On avait frappé à la porte juste à ce moment-là.

« Excusez-moi d’interrompre votre repos, mais puis-je avoir un moment ? »

C’était la commandante, accompagnée de Mikihiko. Elle avait commencé par nous remercier d’avoir protégé les soldats des monstres sur le chemin, puis elle était passée directement aux choses sérieuses.

« Notre plan initial était de quitter ce village tout de suite, mais il y a eu un petit changement dans notre programme. »

« Qu’est-ce que ça veut dire ? »

« Nous envisageons de rester ici toute la journée de demain. À cet effet, j’aimerais avoir également votre consentement. »

Marcher continuellement dans les bois pendant plusieurs jours tout en surveillant les attaques potentielles de monstres avait épuisé les soldats plus que prévus. De plus, on craignait que l’abandon du Fort de Tilia n’entraîne une augmentation des attaques de monstres sur ce village. Il y avait déjà des signes de ce qui se passait, et cela rendait les villageois inquiets. Ainsi, pendant que les soldats se reposaient toute la journée de demain, la commandante allait diriger une partie des chevaliers qui pouvaient encore se battre pour supprimer les monstres dans les environs.

« Compris. Si vous le souhaitez, Lily et moi pouvons également participer. »

« Je ne pouvais demander mieux. Je vous en prie. »

Un sourire s’était dessiné sur le visage fatigué de la commandante. Elle avait ensuite expliqué les détails de la zone que nous avions prévu de patrouiller demain. Nous devions entrer dans la forêt en début d’après-midi. Dans ce cas, j’avais décidé de faire une demande.

« Si nous avons le temps demain matin, j’aimerais que tu aides Rose et les autres à s’entraîner, Shiran. »

« Comme nous en avons discuté plus tôt ? Ça ne me dérange pas, mais… »

Shiran avait regardé la commandante, qui lui avait fait un signe de tête. « Cela ne me dérange pas non plus. Nous sommes très redevables à Takahiro, y compris pour la patrouille de demain. Je n’ai pas de travail pour toi avant cela. Fais comme bon te semble. »

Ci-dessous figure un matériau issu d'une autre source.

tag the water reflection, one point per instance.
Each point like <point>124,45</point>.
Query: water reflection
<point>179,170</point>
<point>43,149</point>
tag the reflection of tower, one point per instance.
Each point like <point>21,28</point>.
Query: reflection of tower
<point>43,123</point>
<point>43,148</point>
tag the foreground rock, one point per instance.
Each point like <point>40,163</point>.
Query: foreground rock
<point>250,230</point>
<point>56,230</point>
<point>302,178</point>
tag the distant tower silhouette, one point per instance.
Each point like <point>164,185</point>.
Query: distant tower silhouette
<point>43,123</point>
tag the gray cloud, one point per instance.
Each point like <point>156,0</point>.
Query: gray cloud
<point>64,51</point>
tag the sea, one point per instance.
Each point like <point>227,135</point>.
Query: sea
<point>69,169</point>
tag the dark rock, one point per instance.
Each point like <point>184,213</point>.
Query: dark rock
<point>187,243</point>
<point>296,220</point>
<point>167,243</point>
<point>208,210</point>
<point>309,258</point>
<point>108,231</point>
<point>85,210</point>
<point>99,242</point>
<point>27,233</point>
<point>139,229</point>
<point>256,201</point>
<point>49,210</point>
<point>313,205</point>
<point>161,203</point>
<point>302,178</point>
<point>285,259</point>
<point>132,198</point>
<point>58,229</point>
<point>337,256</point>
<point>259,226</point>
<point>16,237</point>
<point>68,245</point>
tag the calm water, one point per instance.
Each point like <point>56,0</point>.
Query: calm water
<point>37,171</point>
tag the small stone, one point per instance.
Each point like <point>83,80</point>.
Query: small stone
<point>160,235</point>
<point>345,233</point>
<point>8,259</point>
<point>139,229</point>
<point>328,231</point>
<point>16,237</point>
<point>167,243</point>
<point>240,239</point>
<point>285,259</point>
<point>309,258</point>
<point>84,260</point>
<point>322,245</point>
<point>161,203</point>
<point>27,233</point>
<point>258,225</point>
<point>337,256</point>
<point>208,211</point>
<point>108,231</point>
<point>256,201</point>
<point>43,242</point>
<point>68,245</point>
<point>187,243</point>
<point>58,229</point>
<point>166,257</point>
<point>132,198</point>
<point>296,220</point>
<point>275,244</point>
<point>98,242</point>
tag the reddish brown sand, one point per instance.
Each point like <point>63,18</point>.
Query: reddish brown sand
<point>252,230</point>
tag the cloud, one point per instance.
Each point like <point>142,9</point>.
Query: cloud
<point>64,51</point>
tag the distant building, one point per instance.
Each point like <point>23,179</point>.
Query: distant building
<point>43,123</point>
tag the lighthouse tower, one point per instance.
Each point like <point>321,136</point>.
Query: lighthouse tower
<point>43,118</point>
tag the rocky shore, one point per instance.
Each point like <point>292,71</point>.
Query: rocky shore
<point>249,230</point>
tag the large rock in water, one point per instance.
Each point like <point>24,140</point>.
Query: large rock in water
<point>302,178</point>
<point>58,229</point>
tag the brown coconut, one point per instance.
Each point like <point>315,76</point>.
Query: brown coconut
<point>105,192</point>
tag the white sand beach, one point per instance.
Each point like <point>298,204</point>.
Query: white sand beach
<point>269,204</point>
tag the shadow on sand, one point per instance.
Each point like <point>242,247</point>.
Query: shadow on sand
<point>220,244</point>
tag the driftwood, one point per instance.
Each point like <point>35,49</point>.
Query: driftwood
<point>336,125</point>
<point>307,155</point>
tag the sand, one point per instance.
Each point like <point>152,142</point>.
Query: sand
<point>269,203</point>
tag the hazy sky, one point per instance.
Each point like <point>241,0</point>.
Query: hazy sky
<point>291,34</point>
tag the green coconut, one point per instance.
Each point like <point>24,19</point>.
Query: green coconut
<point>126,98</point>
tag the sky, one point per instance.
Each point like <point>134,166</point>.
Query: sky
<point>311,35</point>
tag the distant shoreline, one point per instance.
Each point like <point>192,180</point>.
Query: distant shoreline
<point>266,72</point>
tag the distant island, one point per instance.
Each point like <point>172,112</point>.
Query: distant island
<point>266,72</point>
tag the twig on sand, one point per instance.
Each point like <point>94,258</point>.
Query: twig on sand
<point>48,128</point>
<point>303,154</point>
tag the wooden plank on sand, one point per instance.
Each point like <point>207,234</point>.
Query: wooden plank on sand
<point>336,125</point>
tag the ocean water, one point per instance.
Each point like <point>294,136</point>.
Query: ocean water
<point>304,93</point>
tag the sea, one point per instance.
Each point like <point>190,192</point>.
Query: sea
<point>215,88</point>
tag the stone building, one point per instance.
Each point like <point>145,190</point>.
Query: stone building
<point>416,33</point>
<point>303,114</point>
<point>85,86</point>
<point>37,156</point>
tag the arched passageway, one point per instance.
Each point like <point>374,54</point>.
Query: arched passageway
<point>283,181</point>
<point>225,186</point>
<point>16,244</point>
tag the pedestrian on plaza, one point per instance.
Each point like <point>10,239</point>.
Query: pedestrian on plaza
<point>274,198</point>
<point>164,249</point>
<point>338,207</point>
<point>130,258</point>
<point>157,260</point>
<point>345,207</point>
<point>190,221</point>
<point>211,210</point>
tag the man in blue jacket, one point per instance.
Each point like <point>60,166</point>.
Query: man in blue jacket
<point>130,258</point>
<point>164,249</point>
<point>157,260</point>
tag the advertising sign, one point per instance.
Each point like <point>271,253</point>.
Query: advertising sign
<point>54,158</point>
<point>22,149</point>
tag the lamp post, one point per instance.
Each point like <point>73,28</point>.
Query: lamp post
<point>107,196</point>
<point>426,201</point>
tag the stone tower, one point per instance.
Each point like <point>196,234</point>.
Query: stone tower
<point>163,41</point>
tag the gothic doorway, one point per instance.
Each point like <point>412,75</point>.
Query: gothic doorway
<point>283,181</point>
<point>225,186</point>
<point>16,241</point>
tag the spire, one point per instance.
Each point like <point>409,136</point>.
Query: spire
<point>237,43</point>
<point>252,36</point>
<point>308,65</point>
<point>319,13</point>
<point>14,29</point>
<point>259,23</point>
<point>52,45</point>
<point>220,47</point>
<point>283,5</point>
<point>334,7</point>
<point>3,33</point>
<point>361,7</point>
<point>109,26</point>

« Très bien. Alors, Takahiro, je serai heureuse d’accéder à ta demande. »

« Super. Merci, Shiran, » avais-je dit en souriant avant d’ajouter une dernière chose. « Oh oui. Si on a le temps, je pourrais aussi m’entraîner ? »

« Oh ? Tu vas t’entraîner, Takahiro ? Si oui, peut-être que je peux aussi me joindre à vous ? J’aimerais essayer d’utiliser un peu plus une épée longue, » dit Mikihiko en levant la main.

En le voyant comme ça, la commandante avait souri faiblement. Un air harmonieux circulait dans la pièce… mais une personne réagissait différemment. Pour une raison inconnue, l’expression de Shiran avait complètement changé. Un profond pli s’était formé entre ses sourcils.

« Qu’est-ce qui ne va pas, Shiran ? » demande la commandante.

« À propos de ça, Takahiro… » Shiran s’était arrêtée. Son regard avait vacillé. Elle serra son poing contre sa poitrine et pinça les lèvres. « C’est peut-être une bonne occasion de te le dire, » murmura-t-elle, puis elle me regarda dans les yeux avec détermination. « Takahiro. Comme je l’ai dit, j’accepte ta demande de former tous tes serviteurs. Cela ne me dérange pas non plus d’entraîner Mikihiko. Cependant, pourrions-nous mettre un terme à ton propre entraînement ? »

« Qu’est-ce que tu veux dire ? » avais-je demandé, en la fixant assez grossièrement sans le vouloir.

Ce serait une chose si elle n’avait pas le temps de nous aider à nous entraîner, mais aider tous mes serviteurs et Mikihiko tout en me laissant de côté n’avait aucun sens. Je pensais qu’elle plaisantait peut-être, mais son unique œil bleu semblait tout à fait sérieux.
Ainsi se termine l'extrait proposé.